On pensait également que les systèmes politiques pouvaient être démantelés et reconstruits grâce à l’expertise et à la conception.
Ce terme impliquait que lorsqu’un ordre existant est supprimé, un ordre plus acceptable prend sa place, et que cette transition peut être induite de l’extérieur.
et puis vint l’Irak
Dans les années 1990 et au début des années 2000, cette hypothèse est entrée dans la réflexion des responsables de la politique étrangère américaine.
Le changement de régime est désormais associé à des efforts ambitieux visant à remplacer les gouvernements hostiles par des systèmes de gouvernance radicalement différents. L’Irak est devenu le test le plus important de cette idée.
Même si l’intervention américaine en 2003 a réussi à renverser le régime de Saddam Hussein, elle a également révélé les limites du changement mené de l’extérieur.
Outre le président Hussein, des membres importants de son parti Baas de longue date ont également été interdits de participation au nouveau gouvernement. Ce fut un véritable changement de gouvernement.
Cependant, en raison de l’effondrement de l’ordre existant en Irak après l’invasion menée par les États-Unis, aucun successeur stable n’a émergé.

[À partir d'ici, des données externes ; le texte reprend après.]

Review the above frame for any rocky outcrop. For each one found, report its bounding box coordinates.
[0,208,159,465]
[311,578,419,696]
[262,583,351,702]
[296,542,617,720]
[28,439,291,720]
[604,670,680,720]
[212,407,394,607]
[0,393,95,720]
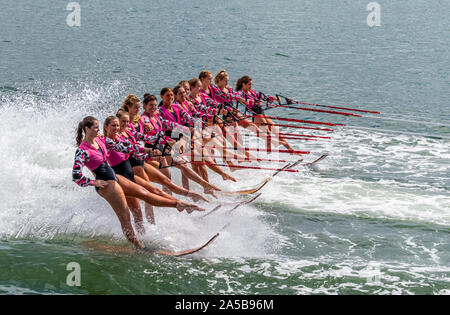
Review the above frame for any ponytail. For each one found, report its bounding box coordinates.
[75,116,97,147]
[103,116,118,137]
[214,70,228,85]
[236,75,252,91]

Au lieu de cela, cela a créé une violente lutte de pouvoir qu’aucune puissance extérieure ne pouvait contrôler.
Cette expérience a changé ma façon de comprendre le terme. Même si le terme changement de régime n’a pas disparu du discours politique, son sens a changé. C’est devenu une étiquette liée aux préoccupations concernant la portée excessive et aux risques de supposer qu’une puissance étrangère pourrait repenser le système politique.

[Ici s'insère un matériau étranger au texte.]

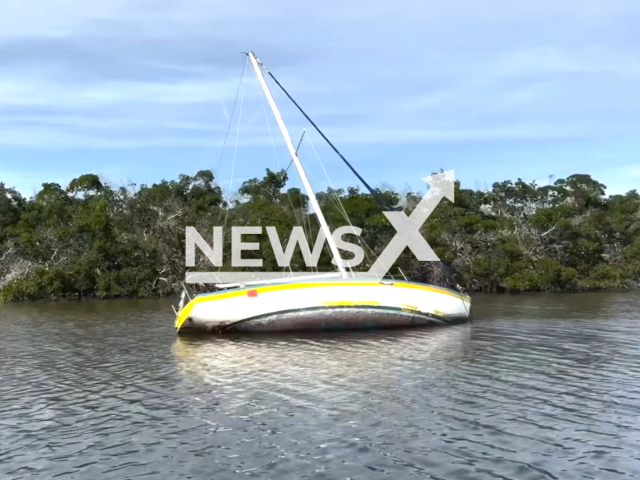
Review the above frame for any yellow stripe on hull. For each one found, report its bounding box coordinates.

Dans cet usage, le changement de régime ne promet plus de contrôle ou de résolution. Il s’agissait d’un avertissement tiré de l’expérience.
distinction fine
Actuellement, les deux significations sont visibles dans le débat sur le Venezuela. Certains téléspectateurs évoquent le changement de régime pour démontrer leur détermination et leur volonté de rompre avec des systèmes bien établis qui semblent résistants aux réformes.
Pour certains, le même terme rappelle des cas antérieurs dans lesquels l’effondrement du régime a conduit à une fragmentation et à une instabilité prolongée. L’importance accordée à un concept dépend de qui l’utilise et de l’objectif politique qu’il poursuit.
Cette distinction est importante car un changement de régime initié de l’extérieur ne prend pas fin lorsqu’un gouvernement tombe ou qu’un dictateur est démis de ses fonctions. Après le démantèlement des institutions existantes, une lutte commence pour savoir comment le pouvoir sera réorganisé.
Cet article fait partie d’une série expliquant les termes de politique étrangère couramment utilisés mais rarement expliqués.
Andrew Latham, professeur de sciences politiques, Macalester College
Cet article est republié à partir de The Conversation sous une licence Creative Commons. Lisez l’article original.